Gold Falters As Fed Chair Opens Door To Holding Rates In December
A rate cut in December is "far from" a foregone conclusion, Powell said.

Gold, which hovered around the $4,000-mark on Wednesday, lost momentum after Federal Reserve Chair Jerome Powell indicated that a pause on rate cuts in December cannot be ruled out.
After trading in the green for most of the day, the US spot gold slipped around 0.9% to $3,915.23 an ounce, as Powell made it clear that the Fed is yet to decide on delivering the rate cut projected in the final month of this year.
A rate cut in December is "far from" a foregone conclusion, Powell said, while briefing the press following the Federal Open Market Committee (FOMC) meeting.
Ahead of the Fed decision, gold reclaimed the $4,000-mark, as speculations were rife that the FOMC will slash rates by 25 basis points, as projected by it last month.

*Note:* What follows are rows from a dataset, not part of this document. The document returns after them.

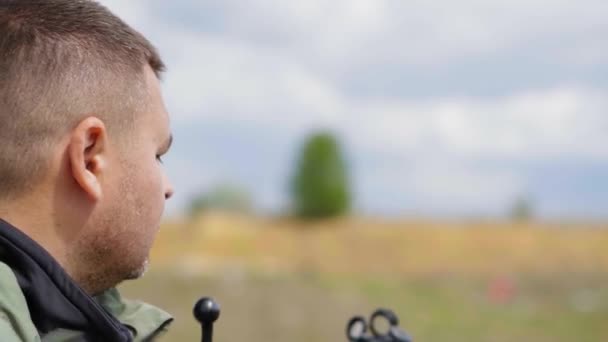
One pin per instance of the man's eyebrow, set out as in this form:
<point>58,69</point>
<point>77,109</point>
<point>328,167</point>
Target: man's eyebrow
<point>167,144</point>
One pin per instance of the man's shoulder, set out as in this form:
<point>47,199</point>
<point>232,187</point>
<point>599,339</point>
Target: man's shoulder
<point>144,320</point>
<point>15,321</point>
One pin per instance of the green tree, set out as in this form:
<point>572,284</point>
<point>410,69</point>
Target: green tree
<point>320,186</point>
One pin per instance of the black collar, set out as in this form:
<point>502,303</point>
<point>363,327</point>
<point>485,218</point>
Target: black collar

Delivering on the expectations, the monetary policy authority trimmed the overnight lending rates 3.75–4% to 4–4.25%. This was expected to give an impetus to the prices of bullion, which faltered last week after a historic bull run that culminated into an all-time high of $4,381 an ounce on Oct. 20.
Gold, being a non-yielding asset, usually gains strength in a low-interest rate environment. The metal was expected to snap its three-day losing streak following the rate cut, but Powell's comments seemed to have hit its momentum.

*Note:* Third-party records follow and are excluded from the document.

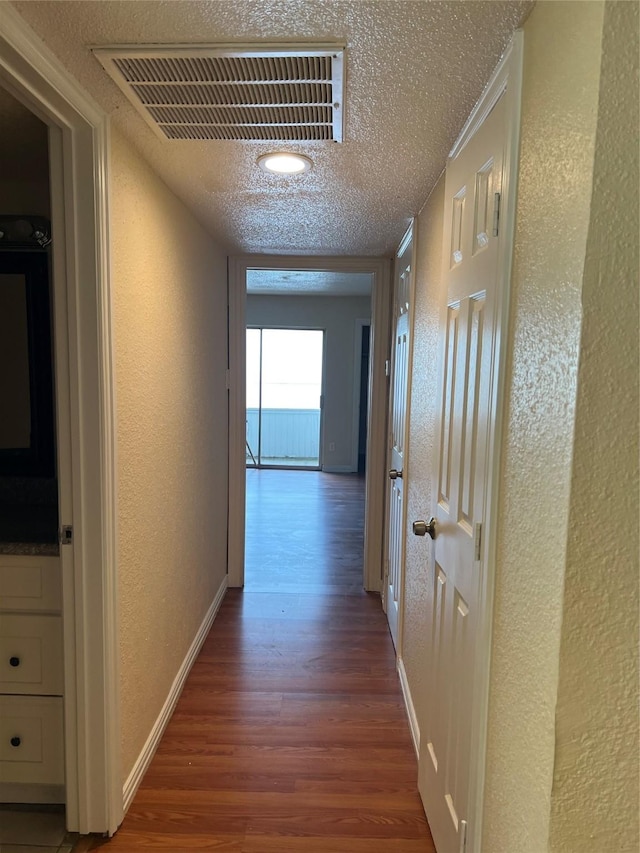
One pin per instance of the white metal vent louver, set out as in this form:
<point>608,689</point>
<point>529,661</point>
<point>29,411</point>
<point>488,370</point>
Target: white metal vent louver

The Fed has not made a decision about the December meeting, Powell said. Reasoning his caution, he pointed towards the prevailing economic uncertainty, including upside risks to near-term inflation.
The high import tariffs imposed by the United States are pushing up the prices of some goods, Powell said, adding that the reasonable base case is of a "short-lived tariff inflation".

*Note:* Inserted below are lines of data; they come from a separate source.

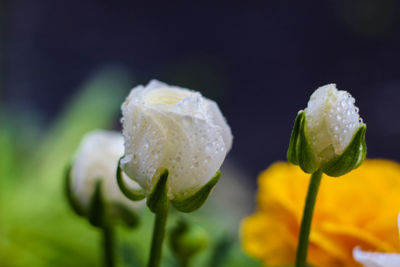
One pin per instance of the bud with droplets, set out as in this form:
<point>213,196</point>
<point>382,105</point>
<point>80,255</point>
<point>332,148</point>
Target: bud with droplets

Fed's decision in December will be based on balancing its dual mandate, which is supporting the economic growth while keeping a check on inflation. Data for September, released last week, showed inflation growing softer-than-expected at 3%. However, it still remains higher than the Fed's medium target of 2% inflation.
The data on unemployment, which has been restricted due to the federal government shutdown since Oct. 1, will be crucial in determining the Fed's decision. If jobs growth remain sluggish, then the Fed is likely to continue with the rate cuts.
The unemployment data for September was not released this month, due to the shutdown that has furloughed around 750,000 workers.
However, the initial jobless claims jumped to 227,000 in the week ended Oct. 18, as compared to 220,000 in the preceding week, news agency Bloomberg reported, after analysing the unadjusted state-level filings.
The Fed, while deciding to cut rates for now, stressed on the "downside risks to employment" that have emerged in recent months. "Job gains have slowed this year, and the unemployment rate has edged up," stated a release issued at the conclusion of the two-day Federal Open Market Committee meeting.